According to the Centers for Disease Control and Prevention (CDC) – during the 2019-20 flu season – flu infections in the U.S. led to 18 million medical visits, 410 thousand hospitalizations, and 24-thousand deaths.
“One important thing we can all do to help prevent the flu is to get a flu vaccine each year,” said Jessica McKnight, Administrator of McLean County Health Department MCHD).
The flu vaccine has been shown to reduce flu-related illnesses and the risk of serious flu complications that can result in hospitalization or even death. The CDC recommends that everyone 6 months and older should get a flu vaccine.

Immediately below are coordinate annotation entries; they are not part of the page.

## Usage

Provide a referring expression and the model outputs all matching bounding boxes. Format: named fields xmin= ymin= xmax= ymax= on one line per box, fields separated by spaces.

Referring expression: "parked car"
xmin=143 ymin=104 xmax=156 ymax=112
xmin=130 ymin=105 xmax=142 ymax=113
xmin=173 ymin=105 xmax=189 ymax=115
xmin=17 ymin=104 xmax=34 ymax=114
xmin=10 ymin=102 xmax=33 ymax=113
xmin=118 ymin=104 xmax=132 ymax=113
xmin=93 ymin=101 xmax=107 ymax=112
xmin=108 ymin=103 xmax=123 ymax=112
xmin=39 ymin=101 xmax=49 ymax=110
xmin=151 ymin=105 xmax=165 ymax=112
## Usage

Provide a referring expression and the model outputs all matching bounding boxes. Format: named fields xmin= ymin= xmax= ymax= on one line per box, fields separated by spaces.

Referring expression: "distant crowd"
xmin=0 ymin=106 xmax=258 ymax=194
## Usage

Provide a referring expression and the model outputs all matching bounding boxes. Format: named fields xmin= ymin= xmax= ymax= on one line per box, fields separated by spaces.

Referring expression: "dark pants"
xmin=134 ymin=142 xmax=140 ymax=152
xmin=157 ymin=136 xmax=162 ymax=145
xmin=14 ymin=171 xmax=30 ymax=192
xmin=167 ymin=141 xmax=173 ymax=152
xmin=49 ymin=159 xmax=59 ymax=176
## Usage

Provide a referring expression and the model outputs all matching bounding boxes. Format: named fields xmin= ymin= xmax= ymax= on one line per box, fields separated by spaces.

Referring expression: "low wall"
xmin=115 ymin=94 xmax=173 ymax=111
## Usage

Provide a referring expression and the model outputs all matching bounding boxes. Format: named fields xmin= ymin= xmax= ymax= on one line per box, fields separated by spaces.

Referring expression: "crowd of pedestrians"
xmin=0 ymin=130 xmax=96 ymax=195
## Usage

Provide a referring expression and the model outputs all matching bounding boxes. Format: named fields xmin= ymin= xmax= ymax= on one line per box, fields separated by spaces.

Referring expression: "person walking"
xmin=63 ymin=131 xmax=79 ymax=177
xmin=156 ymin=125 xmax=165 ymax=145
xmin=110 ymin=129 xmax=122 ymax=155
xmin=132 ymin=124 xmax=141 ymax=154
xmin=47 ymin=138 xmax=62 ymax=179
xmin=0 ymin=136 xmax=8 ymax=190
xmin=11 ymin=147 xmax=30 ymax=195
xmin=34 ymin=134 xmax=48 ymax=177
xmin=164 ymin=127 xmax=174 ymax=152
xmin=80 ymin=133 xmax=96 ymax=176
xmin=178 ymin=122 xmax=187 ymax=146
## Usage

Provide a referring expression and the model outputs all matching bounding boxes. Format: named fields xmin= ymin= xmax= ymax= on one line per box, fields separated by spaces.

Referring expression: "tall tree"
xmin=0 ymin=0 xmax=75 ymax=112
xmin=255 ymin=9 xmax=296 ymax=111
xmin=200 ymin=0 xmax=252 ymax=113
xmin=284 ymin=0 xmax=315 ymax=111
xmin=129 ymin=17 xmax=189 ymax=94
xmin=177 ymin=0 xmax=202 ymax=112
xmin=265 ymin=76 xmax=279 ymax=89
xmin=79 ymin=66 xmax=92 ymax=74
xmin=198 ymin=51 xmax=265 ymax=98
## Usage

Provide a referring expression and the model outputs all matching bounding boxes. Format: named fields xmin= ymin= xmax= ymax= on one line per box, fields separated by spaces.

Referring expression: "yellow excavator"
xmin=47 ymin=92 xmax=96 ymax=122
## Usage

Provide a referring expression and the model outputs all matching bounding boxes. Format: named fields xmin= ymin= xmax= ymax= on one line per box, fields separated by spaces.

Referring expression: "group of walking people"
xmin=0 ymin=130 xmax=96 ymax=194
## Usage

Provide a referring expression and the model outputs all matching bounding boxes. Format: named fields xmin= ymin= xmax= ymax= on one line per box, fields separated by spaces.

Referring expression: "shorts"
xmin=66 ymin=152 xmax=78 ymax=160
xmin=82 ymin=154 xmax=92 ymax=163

Seasonal flu vaccines are designed to protect against the influenza viruses that worldwide research indicates will be most common during the upcoming season. The U.S. often looks to countries in the Southern Hemisphere to help us predict the severity of our upcoming flu season as the Southern Hemisphere's winter happens during our summer. This year the flu returned to some countries, such as Australia, where the respiratory infection started ramping up months earlier than expected, and reportedly caused one of the worst flu seasons in recent years.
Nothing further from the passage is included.